Beyond this ability to navigate, apparently, pigeons have a very advanced visual system. So advanced, in fact, that a recent paper experimented with using pigeons to help read radiology reports. “The birds proved to have a remarkable ability to distinguish benign from malignant human breast histopathology after training with differential food reinforcement,” the abstract explains. “Even more importantly, the pigeons were able to generalize what they had learned when confronted with novel image sets.” This isn’t to say we’re going to turn radiology over to the birds anytime soon, but pigeons can “help us better understand human medical image perception, and may also prove useful in performance assessment and development of medical imaging hardware, image processing, and image analysis tools.”
This is far from the first time we’ve tried to use pigeons for their visual abilities. This radiology experiment led me back to this story from World War II where the behavioral psychologist B.F. Skinner got the military to pay for him to try to train pigeons to steer missiles. “Skinner divided this nose cone into three compartments, and proposed strapping a pigeon in each one.
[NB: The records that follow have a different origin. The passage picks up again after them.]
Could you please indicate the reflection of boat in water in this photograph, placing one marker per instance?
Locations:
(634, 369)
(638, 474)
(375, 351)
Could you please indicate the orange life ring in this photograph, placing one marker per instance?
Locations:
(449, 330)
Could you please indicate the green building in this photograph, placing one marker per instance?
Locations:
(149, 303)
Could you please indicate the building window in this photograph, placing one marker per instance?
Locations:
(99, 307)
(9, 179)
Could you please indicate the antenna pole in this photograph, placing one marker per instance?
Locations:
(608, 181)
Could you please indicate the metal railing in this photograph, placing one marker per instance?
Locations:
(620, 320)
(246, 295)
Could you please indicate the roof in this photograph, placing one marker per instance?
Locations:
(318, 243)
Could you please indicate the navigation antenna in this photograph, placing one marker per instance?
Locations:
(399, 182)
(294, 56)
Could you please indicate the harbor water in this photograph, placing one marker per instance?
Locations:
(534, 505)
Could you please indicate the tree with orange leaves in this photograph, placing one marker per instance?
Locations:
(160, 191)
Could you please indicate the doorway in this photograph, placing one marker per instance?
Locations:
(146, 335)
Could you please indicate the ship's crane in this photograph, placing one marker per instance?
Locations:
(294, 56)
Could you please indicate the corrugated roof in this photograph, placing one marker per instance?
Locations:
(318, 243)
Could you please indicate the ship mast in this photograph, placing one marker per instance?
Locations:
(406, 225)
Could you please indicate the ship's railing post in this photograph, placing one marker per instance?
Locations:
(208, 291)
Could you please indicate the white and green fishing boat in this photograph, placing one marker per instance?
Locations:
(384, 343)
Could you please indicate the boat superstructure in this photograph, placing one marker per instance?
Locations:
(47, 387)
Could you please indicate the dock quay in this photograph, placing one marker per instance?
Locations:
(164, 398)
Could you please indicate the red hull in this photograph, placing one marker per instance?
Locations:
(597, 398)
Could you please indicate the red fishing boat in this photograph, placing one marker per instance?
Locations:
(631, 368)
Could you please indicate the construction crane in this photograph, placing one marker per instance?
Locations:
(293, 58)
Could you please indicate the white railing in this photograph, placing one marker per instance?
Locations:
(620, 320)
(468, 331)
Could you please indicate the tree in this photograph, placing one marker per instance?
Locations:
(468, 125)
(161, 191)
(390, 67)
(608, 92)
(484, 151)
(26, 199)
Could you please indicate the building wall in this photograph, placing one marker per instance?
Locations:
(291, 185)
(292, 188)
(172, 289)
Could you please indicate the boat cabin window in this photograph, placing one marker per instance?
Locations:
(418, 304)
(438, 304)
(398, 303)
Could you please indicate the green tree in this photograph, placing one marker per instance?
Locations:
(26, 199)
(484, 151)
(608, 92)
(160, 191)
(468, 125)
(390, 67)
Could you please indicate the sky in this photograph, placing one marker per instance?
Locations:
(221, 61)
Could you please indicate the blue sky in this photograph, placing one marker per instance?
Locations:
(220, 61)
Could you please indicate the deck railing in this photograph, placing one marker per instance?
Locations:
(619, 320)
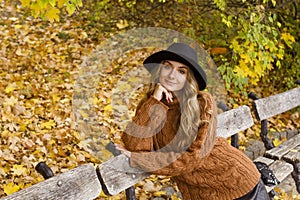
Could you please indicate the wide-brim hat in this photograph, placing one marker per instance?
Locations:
(182, 53)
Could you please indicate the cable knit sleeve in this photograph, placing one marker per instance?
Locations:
(149, 118)
(172, 163)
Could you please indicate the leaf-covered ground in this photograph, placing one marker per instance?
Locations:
(39, 64)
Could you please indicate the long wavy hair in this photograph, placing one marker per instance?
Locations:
(190, 111)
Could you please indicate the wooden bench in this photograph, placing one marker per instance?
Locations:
(115, 175)
(285, 158)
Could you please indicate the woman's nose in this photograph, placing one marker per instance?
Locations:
(172, 73)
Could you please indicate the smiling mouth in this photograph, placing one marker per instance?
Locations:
(170, 82)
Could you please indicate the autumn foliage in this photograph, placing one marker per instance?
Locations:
(40, 62)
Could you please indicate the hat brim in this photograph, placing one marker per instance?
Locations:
(151, 62)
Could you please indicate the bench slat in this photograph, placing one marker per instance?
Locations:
(281, 170)
(234, 121)
(117, 175)
(79, 183)
(265, 160)
(276, 104)
(284, 148)
(293, 156)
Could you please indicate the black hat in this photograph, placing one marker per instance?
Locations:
(182, 53)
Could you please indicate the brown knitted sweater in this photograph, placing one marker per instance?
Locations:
(209, 169)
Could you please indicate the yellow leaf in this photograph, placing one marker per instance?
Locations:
(10, 88)
(25, 3)
(52, 14)
(10, 188)
(159, 193)
(277, 142)
(122, 24)
(288, 39)
(108, 108)
(60, 3)
(55, 98)
(48, 125)
(19, 170)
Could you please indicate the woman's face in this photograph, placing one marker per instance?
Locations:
(173, 75)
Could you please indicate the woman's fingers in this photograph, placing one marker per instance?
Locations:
(160, 90)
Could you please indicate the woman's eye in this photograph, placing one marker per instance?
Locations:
(182, 71)
(167, 66)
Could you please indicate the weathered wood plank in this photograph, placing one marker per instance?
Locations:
(281, 170)
(279, 151)
(79, 183)
(116, 175)
(276, 104)
(234, 121)
(265, 160)
(293, 156)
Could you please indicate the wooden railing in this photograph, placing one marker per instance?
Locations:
(116, 175)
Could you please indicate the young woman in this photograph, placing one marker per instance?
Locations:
(174, 133)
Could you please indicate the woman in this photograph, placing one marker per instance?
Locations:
(174, 133)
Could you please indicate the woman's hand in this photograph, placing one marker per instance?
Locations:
(123, 150)
(159, 91)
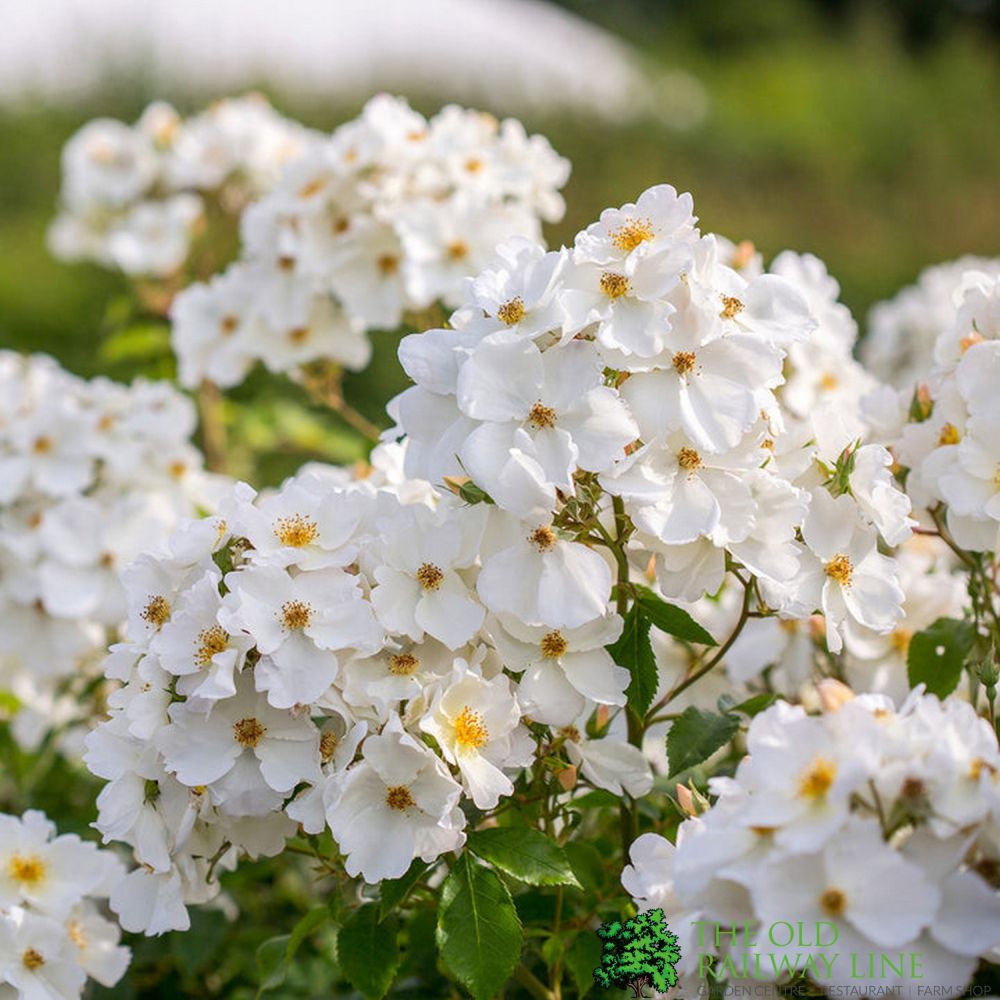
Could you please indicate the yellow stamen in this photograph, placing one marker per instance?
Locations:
(683, 362)
(632, 233)
(211, 642)
(731, 307)
(818, 778)
(430, 576)
(296, 614)
(841, 569)
(470, 730)
(614, 285)
(398, 797)
(248, 732)
(295, 531)
(541, 416)
(553, 645)
(511, 312)
(688, 459)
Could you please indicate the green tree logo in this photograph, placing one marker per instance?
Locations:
(638, 953)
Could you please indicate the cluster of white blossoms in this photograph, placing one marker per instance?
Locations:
(134, 197)
(52, 934)
(385, 216)
(341, 654)
(90, 472)
(875, 825)
(899, 346)
(639, 384)
(946, 429)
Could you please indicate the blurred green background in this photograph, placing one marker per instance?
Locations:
(865, 132)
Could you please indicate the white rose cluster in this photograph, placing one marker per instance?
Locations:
(877, 823)
(638, 387)
(339, 655)
(90, 473)
(52, 934)
(947, 428)
(899, 346)
(385, 216)
(134, 196)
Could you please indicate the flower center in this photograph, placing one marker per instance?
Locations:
(388, 264)
(553, 645)
(512, 312)
(470, 730)
(398, 797)
(430, 576)
(27, 869)
(543, 538)
(970, 340)
(630, 234)
(327, 746)
(157, 611)
(296, 530)
(817, 779)
(683, 362)
(403, 664)
(296, 614)
(840, 568)
(689, 459)
(949, 435)
(614, 285)
(542, 416)
(211, 642)
(731, 306)
(248, 732)
(833, 902)
(31, 959)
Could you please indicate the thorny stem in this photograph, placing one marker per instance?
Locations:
(213, 426)
(720, 653)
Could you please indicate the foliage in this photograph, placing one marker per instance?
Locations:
(639, 952)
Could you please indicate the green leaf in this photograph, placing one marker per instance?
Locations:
(754, 705)
(479, 934)
(271, 964)
(671, 619)
(696, 735)
(309, 923)
(634, 652)
(582, 957)
(394, 892)
(525, 853)
(368, 951)
(938, 653)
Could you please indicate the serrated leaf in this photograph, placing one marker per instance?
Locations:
(394, 892)
(634, 652)
(671, 619)
(754, 705)
(271, 964)
(368, 951)
(938, 653)
(479, 935)
(695, 735)
(525, 853)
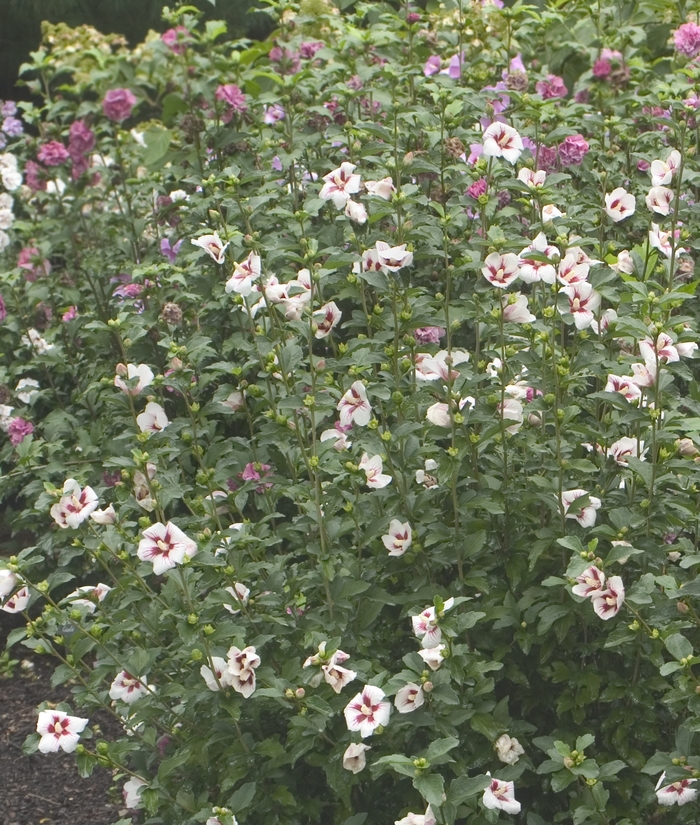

As a bomb headed towards earth, each pigeon would see the target on its screen. By pecking at the image, the birds would activate a guidance system that would keep the bomb on the right path until impact. Skinner's idea received initial support, but the U.S. military finally dismissed it as impractical.”
Here’s the nose cone (it was built for three avian pilots):
And the real inspiration for this WITI, the insane gif of a pigeon guidance system in testing. The pigeons wore a metal conductor on their beak for transmitting pecks.
Unsurprisingly, the military eventually shut the project down. But it’s a testament to nature that to this day we are still finding ourselves amazed by a bird we regularly shoo away. (NRB)
Lamp of the day:
The Akari Light Sculpture Model 1N!
Quick Links:
How Bezos beat the tabloids (CJN)
Six lessons for the modern strategist (CJN)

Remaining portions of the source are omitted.